У нас дома было две коробки комиксов и грошовых вестернов, которые мы перечитывали каждые каникулы. Там были комиксы про Фантома, комиксы «Иглз»[111] и Диснея, несколько комиксов про Супермена и Бэтмена. Но самыми любимыми были комиксы про Фантома и военные комиксы. Мне исполнилось шесть или семь лет, когда один из моих братьев впервые упомянул, что наш папа был солдатом на войне – в те дни все знали только одну войну, – и я, взволнованный, спросил его, используя ломаный англо-французский язык военных комиксов, скольких япошек он укокошил. Отец, чье внимание было почти невозможно привлечь и кто всегда держался как-то отстраненно, словно находился в другом месте, внезапно повернулся и пристально взглянул на меня.

«Никогда, – произнес он так гневно, что спустя многие годы я все еще чувствую, как он тогда рассвирепел, – никогда больше не задавай такого вопроса».

И только. Но такой яростно вырвавшейся из него силы я никогда раньше и потом больше никогда не ощущал. Это было ошеломляюще. Я был одновременно раздавлен и обескуражен.

Он не стал искать повода что-то мне объяснить.
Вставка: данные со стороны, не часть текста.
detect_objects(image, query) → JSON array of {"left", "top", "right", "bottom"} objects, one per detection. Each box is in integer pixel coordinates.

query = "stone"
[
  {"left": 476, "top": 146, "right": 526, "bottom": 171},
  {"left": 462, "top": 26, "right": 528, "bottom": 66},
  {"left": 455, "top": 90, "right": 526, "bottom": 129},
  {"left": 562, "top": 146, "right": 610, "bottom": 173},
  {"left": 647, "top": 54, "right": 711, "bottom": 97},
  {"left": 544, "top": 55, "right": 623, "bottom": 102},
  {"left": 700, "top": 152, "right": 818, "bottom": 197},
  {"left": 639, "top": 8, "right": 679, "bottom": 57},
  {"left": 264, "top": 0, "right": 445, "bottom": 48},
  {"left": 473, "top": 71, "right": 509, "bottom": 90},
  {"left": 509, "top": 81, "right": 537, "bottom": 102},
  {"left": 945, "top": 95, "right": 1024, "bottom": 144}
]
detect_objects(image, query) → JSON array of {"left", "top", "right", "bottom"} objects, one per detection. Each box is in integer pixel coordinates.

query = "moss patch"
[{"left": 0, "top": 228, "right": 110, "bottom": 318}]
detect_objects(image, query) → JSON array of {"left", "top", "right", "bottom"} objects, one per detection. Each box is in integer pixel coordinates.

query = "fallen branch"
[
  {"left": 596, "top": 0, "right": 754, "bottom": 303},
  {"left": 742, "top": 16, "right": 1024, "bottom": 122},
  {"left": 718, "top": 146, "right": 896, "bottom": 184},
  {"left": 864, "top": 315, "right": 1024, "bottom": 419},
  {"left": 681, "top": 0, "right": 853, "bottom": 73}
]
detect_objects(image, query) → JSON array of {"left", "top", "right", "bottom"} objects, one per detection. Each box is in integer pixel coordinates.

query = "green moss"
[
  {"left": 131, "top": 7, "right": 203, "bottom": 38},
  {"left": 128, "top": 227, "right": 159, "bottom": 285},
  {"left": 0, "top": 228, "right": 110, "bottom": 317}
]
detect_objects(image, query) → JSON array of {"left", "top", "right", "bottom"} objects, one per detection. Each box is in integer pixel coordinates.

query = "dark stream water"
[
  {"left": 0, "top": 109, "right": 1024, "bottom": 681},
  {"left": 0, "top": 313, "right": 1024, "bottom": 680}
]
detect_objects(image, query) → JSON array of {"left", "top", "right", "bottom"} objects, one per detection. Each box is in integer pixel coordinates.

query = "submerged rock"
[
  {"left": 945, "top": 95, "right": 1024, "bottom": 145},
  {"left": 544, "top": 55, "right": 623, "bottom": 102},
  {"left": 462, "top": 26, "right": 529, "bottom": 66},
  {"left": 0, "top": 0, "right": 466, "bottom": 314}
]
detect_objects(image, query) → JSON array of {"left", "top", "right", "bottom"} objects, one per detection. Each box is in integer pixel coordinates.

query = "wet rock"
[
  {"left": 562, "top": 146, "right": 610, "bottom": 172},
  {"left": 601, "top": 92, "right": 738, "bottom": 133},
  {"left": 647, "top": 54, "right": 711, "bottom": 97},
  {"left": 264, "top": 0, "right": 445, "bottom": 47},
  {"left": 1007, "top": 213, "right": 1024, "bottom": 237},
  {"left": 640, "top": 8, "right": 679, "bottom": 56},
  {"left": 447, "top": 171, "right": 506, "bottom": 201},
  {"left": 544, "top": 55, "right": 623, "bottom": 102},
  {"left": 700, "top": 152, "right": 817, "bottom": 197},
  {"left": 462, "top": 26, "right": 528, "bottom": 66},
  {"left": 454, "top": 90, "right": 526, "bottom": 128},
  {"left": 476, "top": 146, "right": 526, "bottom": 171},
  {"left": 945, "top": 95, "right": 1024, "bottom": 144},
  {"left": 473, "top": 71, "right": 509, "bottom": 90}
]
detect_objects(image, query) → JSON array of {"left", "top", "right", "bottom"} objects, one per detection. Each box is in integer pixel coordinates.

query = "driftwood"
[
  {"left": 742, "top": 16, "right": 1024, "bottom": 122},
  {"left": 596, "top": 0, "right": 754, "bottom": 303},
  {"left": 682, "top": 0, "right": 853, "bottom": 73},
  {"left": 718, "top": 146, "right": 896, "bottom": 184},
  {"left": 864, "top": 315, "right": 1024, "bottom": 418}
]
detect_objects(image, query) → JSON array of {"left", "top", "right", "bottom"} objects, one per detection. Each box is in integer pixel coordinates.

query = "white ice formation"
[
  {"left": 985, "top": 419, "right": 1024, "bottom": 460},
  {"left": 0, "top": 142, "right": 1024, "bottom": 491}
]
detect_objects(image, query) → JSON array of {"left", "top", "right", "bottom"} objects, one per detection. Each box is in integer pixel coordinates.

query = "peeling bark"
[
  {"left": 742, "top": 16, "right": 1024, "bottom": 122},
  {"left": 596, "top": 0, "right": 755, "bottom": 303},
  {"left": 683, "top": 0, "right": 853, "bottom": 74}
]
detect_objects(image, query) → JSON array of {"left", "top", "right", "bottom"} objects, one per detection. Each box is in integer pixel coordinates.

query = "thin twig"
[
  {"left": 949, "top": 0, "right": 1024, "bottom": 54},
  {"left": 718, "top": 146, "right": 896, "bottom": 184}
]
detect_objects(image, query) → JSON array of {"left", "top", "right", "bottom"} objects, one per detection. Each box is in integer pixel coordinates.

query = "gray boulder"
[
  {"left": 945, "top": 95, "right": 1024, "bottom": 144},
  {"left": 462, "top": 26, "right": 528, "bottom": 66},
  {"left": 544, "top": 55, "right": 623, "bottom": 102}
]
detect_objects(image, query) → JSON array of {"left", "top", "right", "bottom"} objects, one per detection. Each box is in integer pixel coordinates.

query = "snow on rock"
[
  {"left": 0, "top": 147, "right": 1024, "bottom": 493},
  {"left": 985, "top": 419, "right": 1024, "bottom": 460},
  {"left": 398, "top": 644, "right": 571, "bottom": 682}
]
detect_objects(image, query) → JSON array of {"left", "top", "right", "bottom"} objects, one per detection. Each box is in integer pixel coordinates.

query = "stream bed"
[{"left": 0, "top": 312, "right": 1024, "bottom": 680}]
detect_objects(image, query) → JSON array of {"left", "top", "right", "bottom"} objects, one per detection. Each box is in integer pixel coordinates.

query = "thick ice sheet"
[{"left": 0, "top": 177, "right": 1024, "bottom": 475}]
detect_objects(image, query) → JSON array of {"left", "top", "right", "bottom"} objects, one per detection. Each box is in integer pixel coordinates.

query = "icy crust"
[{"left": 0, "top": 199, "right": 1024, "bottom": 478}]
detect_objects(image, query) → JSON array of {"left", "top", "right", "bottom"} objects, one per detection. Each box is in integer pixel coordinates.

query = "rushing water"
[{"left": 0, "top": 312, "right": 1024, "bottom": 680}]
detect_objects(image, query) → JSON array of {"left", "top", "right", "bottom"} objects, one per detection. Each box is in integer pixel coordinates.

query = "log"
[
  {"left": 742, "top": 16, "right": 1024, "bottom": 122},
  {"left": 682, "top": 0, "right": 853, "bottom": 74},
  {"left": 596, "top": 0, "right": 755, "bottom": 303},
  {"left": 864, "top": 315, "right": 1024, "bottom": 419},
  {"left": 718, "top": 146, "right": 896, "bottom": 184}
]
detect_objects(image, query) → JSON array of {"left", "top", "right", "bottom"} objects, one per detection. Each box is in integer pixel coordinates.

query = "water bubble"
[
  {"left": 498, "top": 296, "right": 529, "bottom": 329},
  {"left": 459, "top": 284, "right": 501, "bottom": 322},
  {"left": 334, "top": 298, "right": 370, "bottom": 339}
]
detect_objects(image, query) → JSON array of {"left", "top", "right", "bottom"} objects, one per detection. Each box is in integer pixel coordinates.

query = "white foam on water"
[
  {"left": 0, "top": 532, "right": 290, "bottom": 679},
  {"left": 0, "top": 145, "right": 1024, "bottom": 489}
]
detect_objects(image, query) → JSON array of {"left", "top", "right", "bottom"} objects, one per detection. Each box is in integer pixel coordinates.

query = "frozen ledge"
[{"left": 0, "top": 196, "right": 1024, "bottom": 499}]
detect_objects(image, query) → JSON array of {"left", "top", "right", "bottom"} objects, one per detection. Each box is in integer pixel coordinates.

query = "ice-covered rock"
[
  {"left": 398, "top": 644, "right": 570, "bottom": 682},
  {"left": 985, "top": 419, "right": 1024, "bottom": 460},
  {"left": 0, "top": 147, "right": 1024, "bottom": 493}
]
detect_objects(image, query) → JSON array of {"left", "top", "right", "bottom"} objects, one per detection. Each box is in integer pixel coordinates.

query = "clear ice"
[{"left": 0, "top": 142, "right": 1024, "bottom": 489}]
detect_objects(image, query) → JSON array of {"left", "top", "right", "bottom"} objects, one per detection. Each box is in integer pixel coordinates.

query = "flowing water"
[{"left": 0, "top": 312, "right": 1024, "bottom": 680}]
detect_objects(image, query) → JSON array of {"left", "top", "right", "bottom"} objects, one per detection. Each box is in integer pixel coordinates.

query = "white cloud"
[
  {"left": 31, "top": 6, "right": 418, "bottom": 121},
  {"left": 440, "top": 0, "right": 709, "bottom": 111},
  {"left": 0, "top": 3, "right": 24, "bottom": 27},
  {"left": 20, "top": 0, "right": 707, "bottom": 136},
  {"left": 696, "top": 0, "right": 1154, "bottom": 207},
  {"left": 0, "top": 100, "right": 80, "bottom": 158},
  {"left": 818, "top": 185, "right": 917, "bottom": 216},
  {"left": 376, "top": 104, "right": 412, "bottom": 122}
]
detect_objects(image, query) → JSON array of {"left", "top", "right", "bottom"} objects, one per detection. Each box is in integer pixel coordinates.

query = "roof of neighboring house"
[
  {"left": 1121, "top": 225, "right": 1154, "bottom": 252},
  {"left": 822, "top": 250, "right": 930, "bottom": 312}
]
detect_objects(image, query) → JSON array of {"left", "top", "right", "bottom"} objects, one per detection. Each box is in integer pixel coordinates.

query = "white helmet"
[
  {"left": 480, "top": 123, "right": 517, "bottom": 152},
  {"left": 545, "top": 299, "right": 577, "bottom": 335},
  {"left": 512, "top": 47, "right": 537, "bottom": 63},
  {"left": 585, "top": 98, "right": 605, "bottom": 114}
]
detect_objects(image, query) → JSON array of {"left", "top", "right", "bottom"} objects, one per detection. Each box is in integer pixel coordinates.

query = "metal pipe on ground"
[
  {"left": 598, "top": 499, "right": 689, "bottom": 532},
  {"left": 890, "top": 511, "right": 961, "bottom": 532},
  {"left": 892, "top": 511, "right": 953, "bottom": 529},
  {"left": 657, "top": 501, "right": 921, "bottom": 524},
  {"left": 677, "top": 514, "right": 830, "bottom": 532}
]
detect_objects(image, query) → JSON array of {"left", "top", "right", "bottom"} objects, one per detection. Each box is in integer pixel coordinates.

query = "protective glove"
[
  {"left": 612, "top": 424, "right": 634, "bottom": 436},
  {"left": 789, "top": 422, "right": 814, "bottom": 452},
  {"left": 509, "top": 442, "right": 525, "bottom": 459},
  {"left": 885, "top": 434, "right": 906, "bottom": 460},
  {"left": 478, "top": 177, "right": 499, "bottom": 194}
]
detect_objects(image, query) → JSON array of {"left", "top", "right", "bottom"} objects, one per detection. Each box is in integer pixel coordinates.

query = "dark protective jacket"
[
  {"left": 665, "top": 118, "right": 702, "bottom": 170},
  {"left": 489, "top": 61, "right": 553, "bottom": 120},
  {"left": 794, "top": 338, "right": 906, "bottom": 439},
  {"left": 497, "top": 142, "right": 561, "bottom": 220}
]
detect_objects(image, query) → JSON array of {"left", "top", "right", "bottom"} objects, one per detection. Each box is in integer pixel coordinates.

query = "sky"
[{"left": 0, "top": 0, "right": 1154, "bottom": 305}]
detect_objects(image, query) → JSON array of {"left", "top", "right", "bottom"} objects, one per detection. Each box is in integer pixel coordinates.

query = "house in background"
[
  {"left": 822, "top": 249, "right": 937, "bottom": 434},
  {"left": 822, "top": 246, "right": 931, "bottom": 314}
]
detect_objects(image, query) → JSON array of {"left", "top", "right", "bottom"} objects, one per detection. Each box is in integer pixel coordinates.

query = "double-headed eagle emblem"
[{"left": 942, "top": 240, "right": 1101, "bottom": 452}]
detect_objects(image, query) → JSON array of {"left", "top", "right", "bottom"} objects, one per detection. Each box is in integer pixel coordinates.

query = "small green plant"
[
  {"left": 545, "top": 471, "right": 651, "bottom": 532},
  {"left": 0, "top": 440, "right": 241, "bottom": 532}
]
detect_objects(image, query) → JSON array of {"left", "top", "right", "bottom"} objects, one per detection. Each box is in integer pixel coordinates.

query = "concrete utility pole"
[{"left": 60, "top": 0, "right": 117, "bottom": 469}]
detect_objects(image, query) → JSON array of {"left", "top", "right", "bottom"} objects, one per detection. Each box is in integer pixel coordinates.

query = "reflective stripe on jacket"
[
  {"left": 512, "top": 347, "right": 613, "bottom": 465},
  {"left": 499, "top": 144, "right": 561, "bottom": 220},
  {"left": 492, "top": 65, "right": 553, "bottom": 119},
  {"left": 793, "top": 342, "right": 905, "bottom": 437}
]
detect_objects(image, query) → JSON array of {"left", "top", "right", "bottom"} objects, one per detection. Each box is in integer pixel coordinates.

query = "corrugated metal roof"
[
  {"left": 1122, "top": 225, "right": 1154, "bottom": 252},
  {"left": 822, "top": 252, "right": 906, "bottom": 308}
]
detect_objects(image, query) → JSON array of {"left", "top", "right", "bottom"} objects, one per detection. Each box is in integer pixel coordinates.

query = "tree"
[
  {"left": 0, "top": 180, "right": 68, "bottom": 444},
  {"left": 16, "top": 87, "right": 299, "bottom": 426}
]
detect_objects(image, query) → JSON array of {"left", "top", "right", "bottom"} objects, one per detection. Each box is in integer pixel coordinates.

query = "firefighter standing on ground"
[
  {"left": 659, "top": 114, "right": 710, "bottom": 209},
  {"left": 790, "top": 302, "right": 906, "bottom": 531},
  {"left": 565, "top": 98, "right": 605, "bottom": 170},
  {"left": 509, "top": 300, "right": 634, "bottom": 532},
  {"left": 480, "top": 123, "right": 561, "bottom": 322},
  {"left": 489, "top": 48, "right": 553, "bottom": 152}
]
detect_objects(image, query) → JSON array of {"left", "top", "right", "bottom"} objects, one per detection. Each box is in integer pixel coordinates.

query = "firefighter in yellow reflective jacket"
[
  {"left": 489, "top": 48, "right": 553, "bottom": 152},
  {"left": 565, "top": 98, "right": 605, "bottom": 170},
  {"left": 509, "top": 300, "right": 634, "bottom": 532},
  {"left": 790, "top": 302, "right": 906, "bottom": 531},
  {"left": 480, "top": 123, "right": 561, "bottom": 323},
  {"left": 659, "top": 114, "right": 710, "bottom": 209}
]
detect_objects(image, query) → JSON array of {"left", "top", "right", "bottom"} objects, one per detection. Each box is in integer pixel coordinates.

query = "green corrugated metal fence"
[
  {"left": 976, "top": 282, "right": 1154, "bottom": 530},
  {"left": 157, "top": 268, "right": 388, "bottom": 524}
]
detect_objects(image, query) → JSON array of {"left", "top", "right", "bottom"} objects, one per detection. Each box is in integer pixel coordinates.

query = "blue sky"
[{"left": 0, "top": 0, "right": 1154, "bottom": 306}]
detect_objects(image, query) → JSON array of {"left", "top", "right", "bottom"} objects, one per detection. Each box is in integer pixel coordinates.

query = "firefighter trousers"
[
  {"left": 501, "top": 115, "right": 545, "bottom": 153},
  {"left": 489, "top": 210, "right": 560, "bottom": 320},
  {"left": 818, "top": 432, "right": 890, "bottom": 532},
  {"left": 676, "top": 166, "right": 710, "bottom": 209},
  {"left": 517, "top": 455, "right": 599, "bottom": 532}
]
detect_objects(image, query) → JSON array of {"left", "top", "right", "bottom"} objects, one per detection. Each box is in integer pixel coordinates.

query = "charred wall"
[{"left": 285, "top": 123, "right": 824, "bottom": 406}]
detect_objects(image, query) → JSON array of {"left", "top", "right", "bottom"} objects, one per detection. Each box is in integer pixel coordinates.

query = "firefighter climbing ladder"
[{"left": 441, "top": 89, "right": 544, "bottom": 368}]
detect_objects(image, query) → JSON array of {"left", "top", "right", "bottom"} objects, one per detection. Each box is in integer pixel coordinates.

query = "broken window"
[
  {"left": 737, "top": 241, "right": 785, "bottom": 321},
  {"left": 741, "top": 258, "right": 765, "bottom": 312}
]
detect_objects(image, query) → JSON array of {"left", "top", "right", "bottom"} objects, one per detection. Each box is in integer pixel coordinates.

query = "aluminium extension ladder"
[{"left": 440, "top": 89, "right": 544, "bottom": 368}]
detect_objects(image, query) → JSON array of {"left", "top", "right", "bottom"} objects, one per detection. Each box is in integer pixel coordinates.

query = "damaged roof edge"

Мне оставалось только постепенно осознать, что военный комикс – это не война и даже не жизнь; что существует реальный мир, к которому нужно относиться с величайшим почтением и серьезностью. Моему отцу нравилось дурачиться и чудить. Но чего он терпеть не мог, так это когда дурачества и всякую блажь смешивали с реальной жизнью. Всякий раз, когда я слышу бессмысленную болтовню политиков, приукрашивающих ужасы войны, я снова становлюсь семилетним ребенком, обескураженным, ошеломленным и испытывающим глубокий стыд. А несколько десятилетий спустя отец сказал мне, что война – это величайшая пакость.

Нельзя сказать, что наш отец был непрактичным, просто его не интересовали вещи практические. Он гордился своими ухоженными ногтями, у него был маленький кожаный чехол полуовальной формы, в котором лежали маникюрные ножнички, пилочки и разные маникюрные инструменты, которые он купил после войны и хранил до самой смерти. Выходец из рабочей семьи, в юности успешный спортсмен, бывший кем-то вроде местного чемпиона, едва выживший в плену, где занимался рабским трудом, он не чувствовал необходимости демонстрировать свои физические возможности, его не привлекал физический труд, и он не делал вид, будто это его интересовало. И его представление о мужественности не было связано с физической силой, если, конечно, у него было хоть какое-то представление о мужественности. Мужчины его забавляли, а женщины интересовали. Он говорил о женщинах серьезно, в то время как мужчины, по большей части, были для него не более чем объектом шуток. Казалось, ему наскучили представления о мужественности, или, возможно, он просто видел, к чему приводят игры мальчиков в мужчин, и эти игры, в его представлении, не стоили свеч.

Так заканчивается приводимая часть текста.